Understanding the physiological adaptations of non-treeline trees to environmental stress is important to understand future shifts in species composition and distribution of current treeline ecotone. The aim of the present study was to elucidate the mechanisms of the formation of the upper elevation limit of non-treeline tree species, , and the carbon allocation strategies of the species on Changbai Mountain. We employed the C in situ pulse labeling technique to trace the distribution of photosynthetically assimilated carbon in at different elevational positions (tree species at its upper elevation limit (TSAUE, 1,700 ​m a.s.l.) under treeline ecotone; tree species at a lower elevation position (TSALE, 1,400 ​m a.s.l.). We analyzed C and the non-structural carbohydrate (NSC) concentrations in various tissues following labeling. Our findings revealed a significant shift in carbon allocation in TSAUE compared to TSALE. There was a pronounced increase in δC allocation to belowground components (roots, soil, soil respiration) in TSAUE compared to TSALE. Furthermore, the C flow rate within the plant-soil-atmosphere system was faster, and the C residence time in the plant was shorter in TSAUE. The trends indicate enhanced C sink activity in belowground tissues in TSAUE, with newly assimilated C being preferentially directed there, suggesting a more conservative C allocation strategy by at higher elevations under harsher environments.

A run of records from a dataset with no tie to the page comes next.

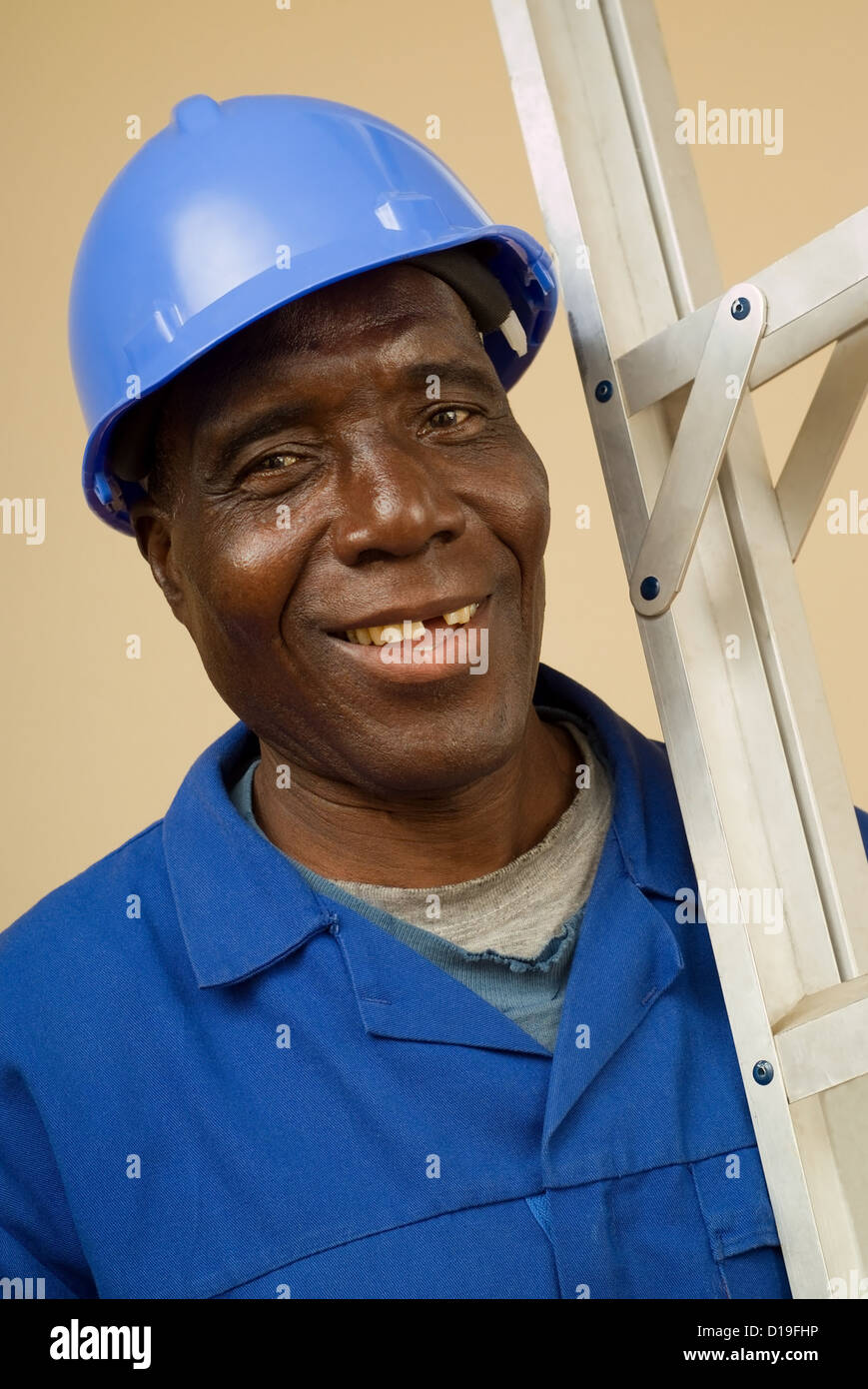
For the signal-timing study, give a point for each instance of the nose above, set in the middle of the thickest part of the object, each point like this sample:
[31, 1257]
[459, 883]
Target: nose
[394, 502]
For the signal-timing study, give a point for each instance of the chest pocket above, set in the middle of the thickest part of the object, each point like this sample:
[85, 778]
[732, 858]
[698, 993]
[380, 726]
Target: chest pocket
[742, 1232]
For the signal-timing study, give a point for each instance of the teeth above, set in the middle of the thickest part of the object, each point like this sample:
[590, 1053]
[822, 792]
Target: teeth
[395, 631]
[459, 616]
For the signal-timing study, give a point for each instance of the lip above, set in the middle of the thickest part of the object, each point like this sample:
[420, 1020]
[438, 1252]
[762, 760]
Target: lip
[421, 615]
[370, 660]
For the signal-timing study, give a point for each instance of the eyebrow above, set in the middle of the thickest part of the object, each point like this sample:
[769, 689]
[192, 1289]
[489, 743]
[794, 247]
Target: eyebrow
[452, 371]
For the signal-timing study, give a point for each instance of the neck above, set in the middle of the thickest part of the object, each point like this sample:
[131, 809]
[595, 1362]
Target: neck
[345, 833]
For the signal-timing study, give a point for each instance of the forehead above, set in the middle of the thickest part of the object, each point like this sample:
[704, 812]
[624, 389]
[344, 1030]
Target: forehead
[399, 307]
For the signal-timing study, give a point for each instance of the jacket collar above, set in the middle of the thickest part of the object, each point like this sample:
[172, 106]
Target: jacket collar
[244, 905]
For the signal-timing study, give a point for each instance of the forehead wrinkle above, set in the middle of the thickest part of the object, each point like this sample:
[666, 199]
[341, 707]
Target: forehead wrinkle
[321, 321]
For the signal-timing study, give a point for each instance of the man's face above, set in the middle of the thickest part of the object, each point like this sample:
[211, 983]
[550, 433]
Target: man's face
[320, 485]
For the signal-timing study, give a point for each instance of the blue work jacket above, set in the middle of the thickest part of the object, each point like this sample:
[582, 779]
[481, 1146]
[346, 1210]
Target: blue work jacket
[217, 1083]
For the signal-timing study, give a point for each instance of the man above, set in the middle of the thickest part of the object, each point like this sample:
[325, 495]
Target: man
[394, 1001]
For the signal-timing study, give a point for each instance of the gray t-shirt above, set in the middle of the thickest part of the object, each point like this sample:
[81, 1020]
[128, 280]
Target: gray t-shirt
[508, 935]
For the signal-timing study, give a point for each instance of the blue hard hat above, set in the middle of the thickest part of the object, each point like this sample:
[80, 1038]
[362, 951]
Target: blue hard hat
[241, 206]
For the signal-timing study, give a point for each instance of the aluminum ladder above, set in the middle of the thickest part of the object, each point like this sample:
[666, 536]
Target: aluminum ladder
[668, 357]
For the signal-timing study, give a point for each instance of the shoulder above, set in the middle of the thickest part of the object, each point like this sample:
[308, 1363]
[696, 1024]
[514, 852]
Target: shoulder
[75, 937]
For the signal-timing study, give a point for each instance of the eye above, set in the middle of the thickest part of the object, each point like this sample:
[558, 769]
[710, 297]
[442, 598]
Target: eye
[274, 462]
[452, 412]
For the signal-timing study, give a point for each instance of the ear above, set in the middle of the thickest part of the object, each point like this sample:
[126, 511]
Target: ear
[153, 533]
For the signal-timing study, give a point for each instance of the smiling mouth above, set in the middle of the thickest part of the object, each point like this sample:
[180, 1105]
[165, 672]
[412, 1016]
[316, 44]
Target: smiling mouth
[391, 626]
[413, 627]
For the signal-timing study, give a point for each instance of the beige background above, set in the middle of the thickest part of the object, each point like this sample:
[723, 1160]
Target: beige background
[96, 744]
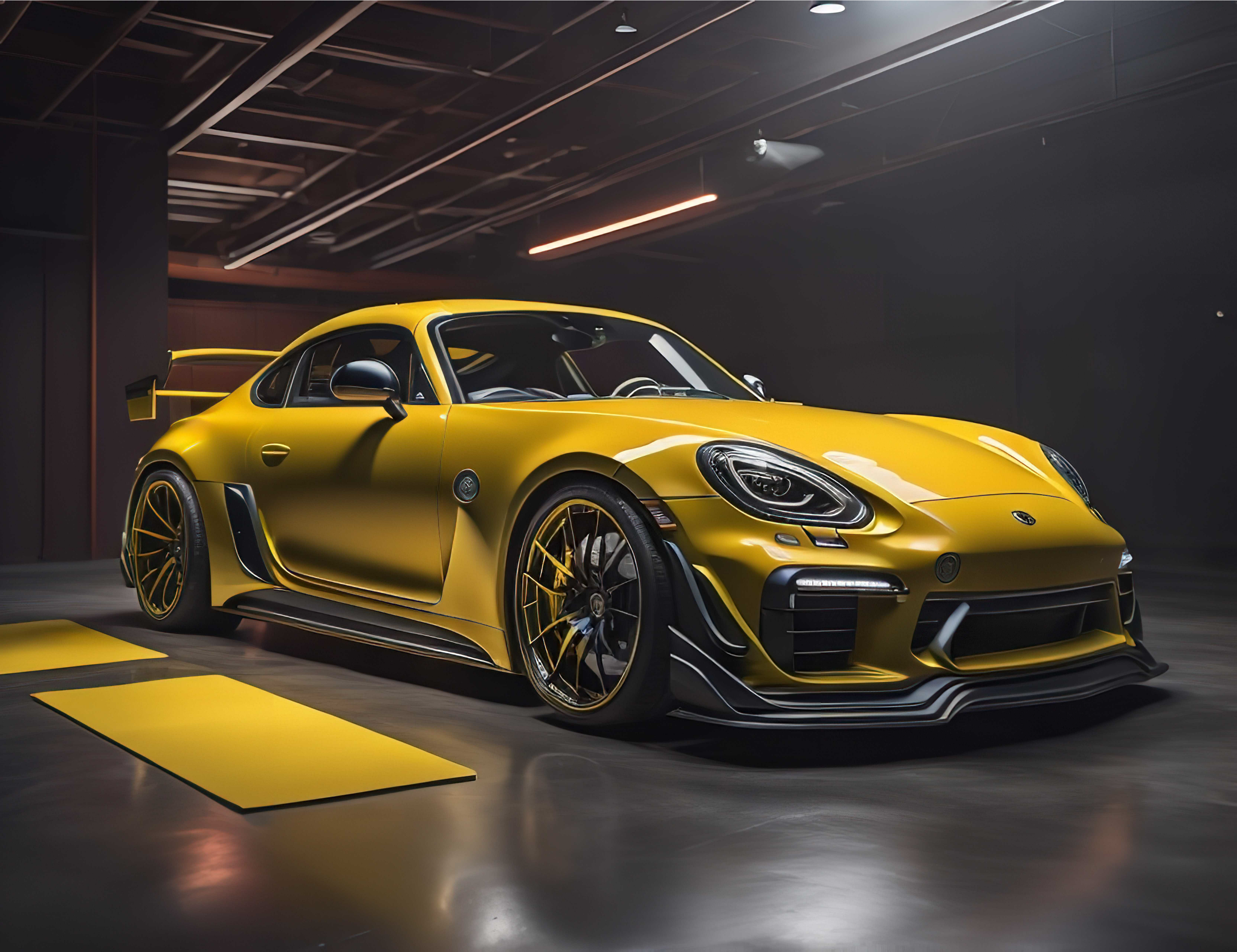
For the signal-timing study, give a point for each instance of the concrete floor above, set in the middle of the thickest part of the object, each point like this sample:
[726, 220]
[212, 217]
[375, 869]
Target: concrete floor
[1106, 824]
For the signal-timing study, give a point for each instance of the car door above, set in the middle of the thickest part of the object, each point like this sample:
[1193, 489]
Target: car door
[348, 495]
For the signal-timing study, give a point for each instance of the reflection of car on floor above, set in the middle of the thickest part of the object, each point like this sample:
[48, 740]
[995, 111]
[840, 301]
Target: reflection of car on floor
[585, 497]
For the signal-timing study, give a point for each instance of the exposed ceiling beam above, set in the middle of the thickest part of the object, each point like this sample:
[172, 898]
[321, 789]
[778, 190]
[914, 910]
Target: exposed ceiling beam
[698, 19]
[10, 14]
[361, 55]
[279, 141]
[697, 140]
[463, 18]
[238, 160]
[110, 41]
[302, 36]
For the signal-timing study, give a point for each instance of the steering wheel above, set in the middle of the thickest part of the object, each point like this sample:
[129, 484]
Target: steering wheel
[635, 385]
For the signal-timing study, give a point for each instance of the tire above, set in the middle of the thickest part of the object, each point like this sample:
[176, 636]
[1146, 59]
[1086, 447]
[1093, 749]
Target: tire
[167, 551]
[594, 640]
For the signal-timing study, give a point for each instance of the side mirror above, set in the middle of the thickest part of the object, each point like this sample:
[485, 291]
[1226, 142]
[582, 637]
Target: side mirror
[369, 381]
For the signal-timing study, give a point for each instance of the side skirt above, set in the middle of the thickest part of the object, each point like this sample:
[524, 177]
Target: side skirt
[358, 625]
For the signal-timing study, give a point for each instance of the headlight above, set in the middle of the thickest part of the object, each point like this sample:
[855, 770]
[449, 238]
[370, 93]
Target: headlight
[1063, 467]
[778, 486]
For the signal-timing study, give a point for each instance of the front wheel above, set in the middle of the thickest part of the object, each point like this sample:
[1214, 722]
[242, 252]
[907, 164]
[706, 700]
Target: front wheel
[167, 553]
[593, 605]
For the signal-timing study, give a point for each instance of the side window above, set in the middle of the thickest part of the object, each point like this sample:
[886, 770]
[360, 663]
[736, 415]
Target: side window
[393, 348]
[274, 386]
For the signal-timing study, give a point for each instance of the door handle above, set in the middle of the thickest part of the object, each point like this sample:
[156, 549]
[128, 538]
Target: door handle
[275, 453]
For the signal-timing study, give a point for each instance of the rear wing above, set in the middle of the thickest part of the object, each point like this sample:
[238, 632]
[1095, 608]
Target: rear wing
[142, 396]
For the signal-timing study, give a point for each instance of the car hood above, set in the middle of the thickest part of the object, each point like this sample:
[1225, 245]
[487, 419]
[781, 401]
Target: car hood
[910, 459]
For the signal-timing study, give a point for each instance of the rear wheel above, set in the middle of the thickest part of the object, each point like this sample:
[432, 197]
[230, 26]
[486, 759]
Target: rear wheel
[167, 551]
[592, 609]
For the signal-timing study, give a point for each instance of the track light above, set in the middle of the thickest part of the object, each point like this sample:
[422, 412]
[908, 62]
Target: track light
[785, 156]
[625, 223]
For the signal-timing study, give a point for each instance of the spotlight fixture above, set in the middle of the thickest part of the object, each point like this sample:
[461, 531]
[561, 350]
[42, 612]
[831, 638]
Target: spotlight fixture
[785, 156]
[625, 223]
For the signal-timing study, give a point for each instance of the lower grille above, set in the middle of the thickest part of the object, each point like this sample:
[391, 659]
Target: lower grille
[1007, 621]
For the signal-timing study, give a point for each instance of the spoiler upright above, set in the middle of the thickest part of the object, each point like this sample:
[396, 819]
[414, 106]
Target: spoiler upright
[142, 395]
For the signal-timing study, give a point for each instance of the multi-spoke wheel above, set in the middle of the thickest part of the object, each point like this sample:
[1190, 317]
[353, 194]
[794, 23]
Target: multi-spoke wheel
[167, 557]
[158, 548]
[591, 607]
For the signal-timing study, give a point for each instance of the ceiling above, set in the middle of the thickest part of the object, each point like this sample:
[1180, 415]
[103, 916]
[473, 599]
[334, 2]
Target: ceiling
[451, 138]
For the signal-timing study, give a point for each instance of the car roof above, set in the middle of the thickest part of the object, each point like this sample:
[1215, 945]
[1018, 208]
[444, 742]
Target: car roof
[412, 314]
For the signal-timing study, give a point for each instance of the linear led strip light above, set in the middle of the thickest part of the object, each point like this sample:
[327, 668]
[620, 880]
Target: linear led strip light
[625, 223]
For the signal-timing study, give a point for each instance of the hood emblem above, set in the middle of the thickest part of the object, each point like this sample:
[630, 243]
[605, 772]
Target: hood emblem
[948, 567]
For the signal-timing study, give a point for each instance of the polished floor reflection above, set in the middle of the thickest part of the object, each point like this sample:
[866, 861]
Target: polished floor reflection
[1106, 824]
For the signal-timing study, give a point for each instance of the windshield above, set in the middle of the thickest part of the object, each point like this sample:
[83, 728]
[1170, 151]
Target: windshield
[505, 358]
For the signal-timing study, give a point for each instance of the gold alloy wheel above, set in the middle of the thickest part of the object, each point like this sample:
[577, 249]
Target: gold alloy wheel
[579, 605]
[158, 548]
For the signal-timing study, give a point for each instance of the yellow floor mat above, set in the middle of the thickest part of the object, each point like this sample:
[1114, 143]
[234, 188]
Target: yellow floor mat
[42, 646]
[248, 747]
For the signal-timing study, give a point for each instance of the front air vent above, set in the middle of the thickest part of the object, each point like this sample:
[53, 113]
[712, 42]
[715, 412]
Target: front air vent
[1126, 596]
[814, 633]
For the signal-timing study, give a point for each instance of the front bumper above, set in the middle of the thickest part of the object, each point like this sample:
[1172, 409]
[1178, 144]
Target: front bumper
[707, 691]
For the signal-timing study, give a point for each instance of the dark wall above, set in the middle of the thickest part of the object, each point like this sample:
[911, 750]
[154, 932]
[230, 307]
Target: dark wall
[46, 212]
[1062, 284]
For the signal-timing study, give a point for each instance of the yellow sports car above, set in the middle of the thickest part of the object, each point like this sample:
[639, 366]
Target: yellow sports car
[584, 497]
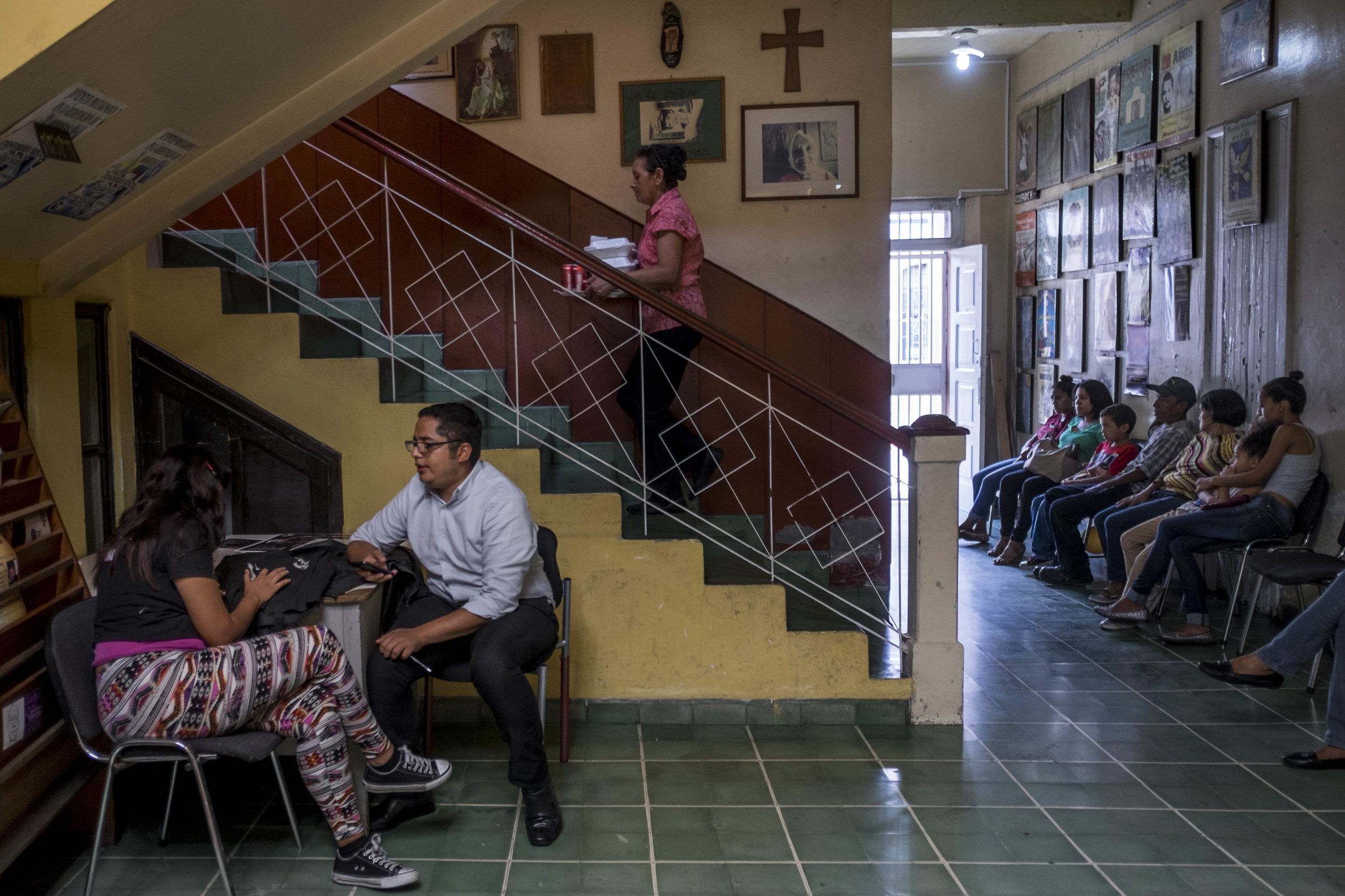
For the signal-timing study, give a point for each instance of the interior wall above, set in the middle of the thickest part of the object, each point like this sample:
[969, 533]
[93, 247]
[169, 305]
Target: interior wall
[1311, 68]
[826, 258]
[947, 128]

Such a strategy, prioritizing C storage in roots, likely aids in withstanding winter cold stress at the expense of aboveground growth during the growing season, leading to reduced growth of TSAUE compared to TSALE. The results of the present study shed light on the adaptive mechanisms governing the upper elevation limits of non-treeline trees, and enhances our understanding of how non-treeline species might respond to ongoing climate change.

中文翻译：

---

热斑云杉的碳分配：非林线物种在海拔上限的适应策略


了解非林线树木对环境胁迫的生理适应对于了解当前林线生态交错带的物种组成和分布的未来变化非常重要。本研究的目的是阐明长白山非林线树种海拔上限的形成机制以及该树种的碳分配策略。我们采用C原位脉冲标记技术来追踪不同海拔位置的光合同化碳的分布（林线交错带下处于其海拔上限（TSAUE，1,700 m asl）的树种；处于较低海拔位置的树种（ TSALE，1,400 m asl）。我们分析了标记后各种组织中的 C 和非结构碳水化合物 (NSC) 浓度。我们的研究结果表明，与 TSALE 相比，TSAUE 中的碳分配发生了显着变化。与TSALE相比，TSAUE中的C在植物-土壤-大气系统中的流速更快，并且C在植物中的停留时间更短。趋势表明。 TSAUE 地下组织中的碳汇活动增强，新同化的碳优先定向到那里，这表明在更恶劣的环境下在较高海拔地区采取更保守的碳分配策略。这种优先考虑根部碳储存的策略可能有助于抵御冬季冷胁迫，但会牺牲生长季节的地上生长，从而导致 TSAUE 的生长比 TSALE 减少。 本研究的结果揭示了控制非林线树木海拔上限的适应机制，并增强了我们对非林线物种如何应对持续气候变化的理解。